◆アメリカの原子爆弾は「一つだけ」という判断ミス
1946年、日本が効果的な爆弾を製造する計画を立てているとの噂が流れていた。爆弾の実験に関する報道さえあったが、これはただの噂話に終わった。日本の原爆開発計画は終始、実戦で使用できるレベルに到達することはなく、作戦に登場することもなかった。
原子爆弾の製造における日本の物理学者の功績は微々たるものだったが、広島と長崎に原爆が投下された後、物理学者らが政府に提供した意見は極めて貴重だった。1945年8月6日、原子爆弾「リトルボーイ」が広島に投下されたが、政府はどのように対処すれば良いのか全く分からずにいた。投下から1日経ってからようやく、政府は「これは一種の最新型の爆弾である」と発表した。原爆投下の翌日、仁科や荒勝などの物理学者は専門家らによる緊急対策チームを立つ上げ、初歩的な分析で「これがウラン235を用いて製造された原子爆弾である」という正確な答えを導き出した。
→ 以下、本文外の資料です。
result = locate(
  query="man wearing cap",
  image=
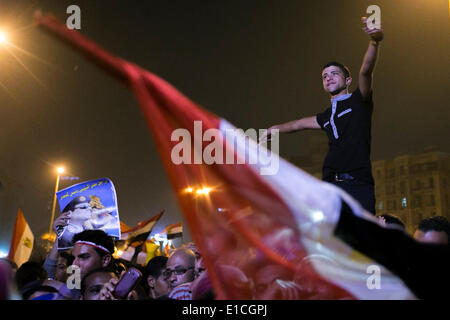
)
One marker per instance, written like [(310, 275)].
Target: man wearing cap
[(92, 249), (347, 123)]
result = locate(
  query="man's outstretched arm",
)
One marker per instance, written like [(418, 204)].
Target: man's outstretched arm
[(292, 126), (370, 58)]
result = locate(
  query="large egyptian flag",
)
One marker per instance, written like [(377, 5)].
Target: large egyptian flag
[(22, 240), (141, 231), (133, 240), (258, 224)]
しかし、この物理学者らによって出された答えは、「致命的な間違った推測」を招いてしまった。物理学者らは自分たちの経験から、ウラン235の生産は非常に高コストであることを知っていたため、アメリカが保有するウラン235による爆弾は「これ一つだけである」と判断した。この判断は確かに間違ってはいなかった。しかし、これにより、日本政府は原爆の被害への対処とアメリカが要求している無条件降伏について、ゆっくり話し合う時間があると勘違いしたのである。
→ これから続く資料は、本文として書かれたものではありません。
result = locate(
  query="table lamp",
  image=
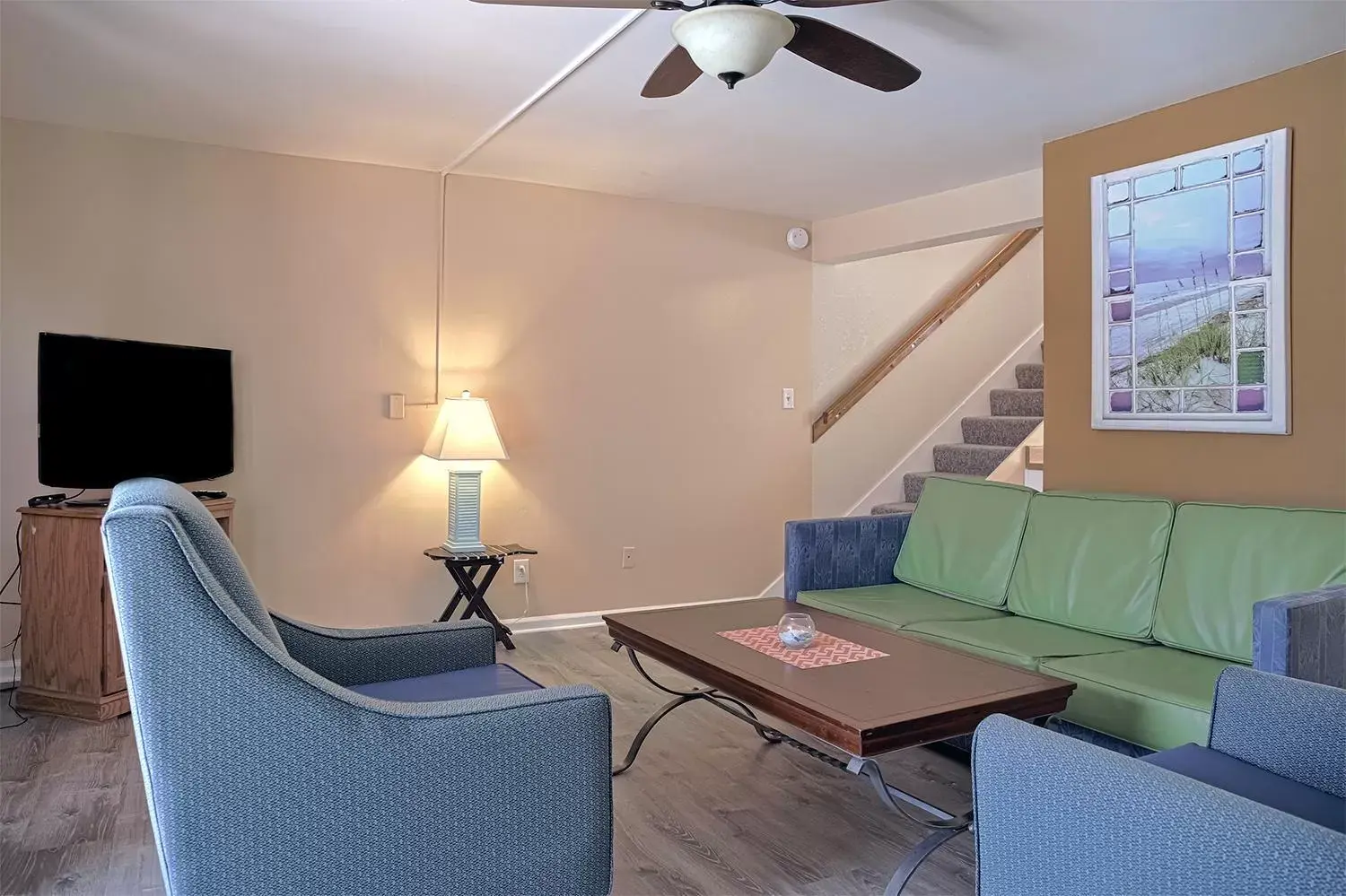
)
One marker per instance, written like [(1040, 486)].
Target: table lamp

8月9日、物理学者はようやく正式な報告書を発表したが、同時にもう一つの原子爆弾「ファットマン」が長崎に投下された。
「ファットマン」に関する物理学者らの初歩的な分析も間違っていなかった。「これはプルトニウム型の爆弾である」。プルトニウムは原子炉で生産し続けることができるため、日本はアメリカが再びプルトニウム型の爆弾を使用することを考慮し、備えなければならなかった。